Biden vetoed and blocked bill against ESG for the first time
Joe Biden cast his first veto in his presidency, rejecting legislation that would have interfered with a rule allowing pension portfolio managers to consider climate change and other environmental, social and governance issues when making investment decisions.
“I just vetoed my first bill. This bill will put your retirement savings at risk by making it illegal to consider risk factors that MAGA House Republicans don’t like,” Biden tweeted Monday. “Your plan manager must be able to protect your hard-earned savings, whether Congresswoman Marjorie Taylor Green likes it or not,” he added, referring to the Georgia Republican legislator.
The tweet included a video in which Biden said he “just signed this veto because a law passed by Congress would jeopardize the retirement savings of people across the country. They couldn’t take into account investments that would be affected by the climate, that would be affected by overpayments to executives. And that’s why I decided to veto, it makes sense to veto.”
The Labor Department rule was created to eliminate the Trump-era requirement that workplace retirement plans must focus solely on financial gain. So-called ESG factors — short for environmental, social, and governance — have become more popular in the financial arena.
Because Democrats controlled both the House and Senate during his first two years in office, Biden has so far been spared the need to exercise his veto power.
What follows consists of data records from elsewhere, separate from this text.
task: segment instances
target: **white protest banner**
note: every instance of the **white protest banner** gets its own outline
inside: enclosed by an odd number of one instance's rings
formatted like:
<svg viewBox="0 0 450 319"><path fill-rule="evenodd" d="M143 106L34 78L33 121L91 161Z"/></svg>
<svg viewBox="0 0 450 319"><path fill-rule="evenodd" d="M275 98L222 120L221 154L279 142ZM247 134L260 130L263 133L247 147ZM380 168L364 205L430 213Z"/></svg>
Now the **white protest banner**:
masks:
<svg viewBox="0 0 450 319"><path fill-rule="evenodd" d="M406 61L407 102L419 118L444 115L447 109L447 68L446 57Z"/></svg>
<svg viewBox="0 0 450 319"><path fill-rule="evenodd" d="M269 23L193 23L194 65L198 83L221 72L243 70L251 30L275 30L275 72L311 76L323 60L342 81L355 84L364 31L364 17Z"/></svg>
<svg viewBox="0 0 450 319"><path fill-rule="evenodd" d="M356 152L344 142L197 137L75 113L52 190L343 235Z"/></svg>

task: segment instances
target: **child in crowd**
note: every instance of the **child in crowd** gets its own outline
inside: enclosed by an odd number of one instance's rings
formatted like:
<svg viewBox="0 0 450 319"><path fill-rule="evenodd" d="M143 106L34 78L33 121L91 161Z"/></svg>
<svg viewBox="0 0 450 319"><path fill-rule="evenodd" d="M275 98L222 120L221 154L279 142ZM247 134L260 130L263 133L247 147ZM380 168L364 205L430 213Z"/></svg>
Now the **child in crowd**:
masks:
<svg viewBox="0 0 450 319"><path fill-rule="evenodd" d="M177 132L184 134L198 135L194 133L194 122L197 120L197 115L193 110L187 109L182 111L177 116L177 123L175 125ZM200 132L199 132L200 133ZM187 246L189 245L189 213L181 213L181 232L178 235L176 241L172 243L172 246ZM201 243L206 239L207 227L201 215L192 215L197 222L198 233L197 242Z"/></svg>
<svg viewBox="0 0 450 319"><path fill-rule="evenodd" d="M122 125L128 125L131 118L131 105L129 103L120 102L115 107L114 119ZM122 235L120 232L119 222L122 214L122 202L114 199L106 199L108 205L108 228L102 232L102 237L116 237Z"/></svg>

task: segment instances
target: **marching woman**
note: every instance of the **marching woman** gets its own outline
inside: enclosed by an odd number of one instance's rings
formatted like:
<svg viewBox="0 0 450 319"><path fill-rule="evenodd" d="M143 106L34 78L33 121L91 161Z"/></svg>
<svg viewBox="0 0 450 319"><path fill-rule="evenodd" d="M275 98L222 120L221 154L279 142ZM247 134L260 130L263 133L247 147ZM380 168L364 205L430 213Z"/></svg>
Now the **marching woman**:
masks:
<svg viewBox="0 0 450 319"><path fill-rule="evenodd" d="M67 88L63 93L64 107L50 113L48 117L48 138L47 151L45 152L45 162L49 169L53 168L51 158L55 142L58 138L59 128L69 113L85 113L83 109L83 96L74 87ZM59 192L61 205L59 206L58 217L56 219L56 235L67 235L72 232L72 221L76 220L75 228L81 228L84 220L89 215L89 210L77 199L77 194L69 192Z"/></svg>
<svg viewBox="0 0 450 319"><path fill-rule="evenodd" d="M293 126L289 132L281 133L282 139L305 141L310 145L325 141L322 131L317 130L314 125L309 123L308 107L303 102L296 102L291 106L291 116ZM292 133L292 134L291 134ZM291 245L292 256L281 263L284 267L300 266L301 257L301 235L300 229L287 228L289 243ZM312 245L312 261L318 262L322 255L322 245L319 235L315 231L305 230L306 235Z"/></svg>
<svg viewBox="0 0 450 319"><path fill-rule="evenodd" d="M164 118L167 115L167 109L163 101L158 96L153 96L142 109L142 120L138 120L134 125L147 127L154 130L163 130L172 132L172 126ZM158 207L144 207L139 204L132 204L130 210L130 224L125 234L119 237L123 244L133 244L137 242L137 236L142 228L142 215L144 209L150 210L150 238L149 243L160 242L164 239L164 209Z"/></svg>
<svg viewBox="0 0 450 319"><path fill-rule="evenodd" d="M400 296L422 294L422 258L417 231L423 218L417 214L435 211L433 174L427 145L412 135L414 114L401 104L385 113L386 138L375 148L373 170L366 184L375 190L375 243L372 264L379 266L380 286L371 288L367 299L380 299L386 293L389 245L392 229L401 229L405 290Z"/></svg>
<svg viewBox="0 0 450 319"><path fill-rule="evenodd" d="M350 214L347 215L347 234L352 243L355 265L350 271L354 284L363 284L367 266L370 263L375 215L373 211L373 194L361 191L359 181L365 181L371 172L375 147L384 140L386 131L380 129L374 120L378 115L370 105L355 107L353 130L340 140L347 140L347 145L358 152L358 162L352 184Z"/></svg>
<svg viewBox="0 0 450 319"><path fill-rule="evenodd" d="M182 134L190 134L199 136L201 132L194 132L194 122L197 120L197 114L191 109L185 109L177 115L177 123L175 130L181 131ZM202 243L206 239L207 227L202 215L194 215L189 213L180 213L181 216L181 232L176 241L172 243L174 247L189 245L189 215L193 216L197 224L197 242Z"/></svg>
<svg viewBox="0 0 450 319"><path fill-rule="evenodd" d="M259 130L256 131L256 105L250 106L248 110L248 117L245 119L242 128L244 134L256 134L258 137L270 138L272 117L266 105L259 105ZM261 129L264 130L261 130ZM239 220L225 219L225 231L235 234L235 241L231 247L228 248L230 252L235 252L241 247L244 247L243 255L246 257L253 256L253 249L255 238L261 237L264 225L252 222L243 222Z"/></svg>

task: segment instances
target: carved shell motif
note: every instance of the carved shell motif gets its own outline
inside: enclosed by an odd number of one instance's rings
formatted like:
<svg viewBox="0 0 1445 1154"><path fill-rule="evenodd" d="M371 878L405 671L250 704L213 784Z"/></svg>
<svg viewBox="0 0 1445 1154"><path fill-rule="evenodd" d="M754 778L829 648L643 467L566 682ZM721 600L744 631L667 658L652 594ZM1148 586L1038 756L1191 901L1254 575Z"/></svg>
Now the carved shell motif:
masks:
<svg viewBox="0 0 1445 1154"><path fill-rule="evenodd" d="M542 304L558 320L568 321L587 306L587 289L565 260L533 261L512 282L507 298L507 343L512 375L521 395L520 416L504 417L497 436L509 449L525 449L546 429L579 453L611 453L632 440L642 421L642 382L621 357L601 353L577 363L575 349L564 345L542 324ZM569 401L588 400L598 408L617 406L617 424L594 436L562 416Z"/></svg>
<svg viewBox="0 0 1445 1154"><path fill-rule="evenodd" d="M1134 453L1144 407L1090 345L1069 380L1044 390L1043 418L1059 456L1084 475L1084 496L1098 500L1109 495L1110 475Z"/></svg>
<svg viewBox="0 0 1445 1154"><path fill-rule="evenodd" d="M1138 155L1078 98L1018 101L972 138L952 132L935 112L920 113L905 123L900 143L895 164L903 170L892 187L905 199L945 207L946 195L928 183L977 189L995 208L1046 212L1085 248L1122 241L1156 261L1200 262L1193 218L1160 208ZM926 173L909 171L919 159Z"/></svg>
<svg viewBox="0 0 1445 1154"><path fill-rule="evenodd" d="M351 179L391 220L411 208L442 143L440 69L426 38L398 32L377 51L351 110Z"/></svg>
The move heralds new clashes with the Republicans, who took control of the House of Representatives in January.
The measure blocking the rule was passed in the Senate earlier this month 50-46, with two Democrats — Joe Manchin of West Virginia and John Tester of Montana — joining the Republicans. Three Democratic senators did not participate in the vote, resulting in a rare defeat for Democrats, who have the ability to prevent Republican-led bills from passing with a 51-49 majority in the House.
The Republican-led House of Representatives voted 216–204 to approve its version, and the vote count in both houses shows that Congress is two-thirds short of the votes needed to override Biden’s veto.
However, the passage marked the victory of the Republicans in their crusade against “awakened” capitalism: they attack ESG as an attempt to inject climate change policies into American financial planning.
Republicans have only stepped up their attacks on ESG investments since the collapse of Silicon Valley Bank this month, saying politically motivated investment decisions were partly responsible for the banking crisis.
“They have been one of the most active banks in their pursuit of ESG policy and investment,” Representative James Comer, chairman of the House Oversight Committee, told Fox News.
Florida Gov. Ron DeSantis and Virginia Gov. Glenn Youngkin — two potential 2024 Republican presidential candidates — are among the top critics of ESG-based investing.
Former presidents George W. Bush and Barack Obama used their veto handle a dozen times each in their two terms in office, and Donald Trump vetoed 10 congressional bills, according to government data.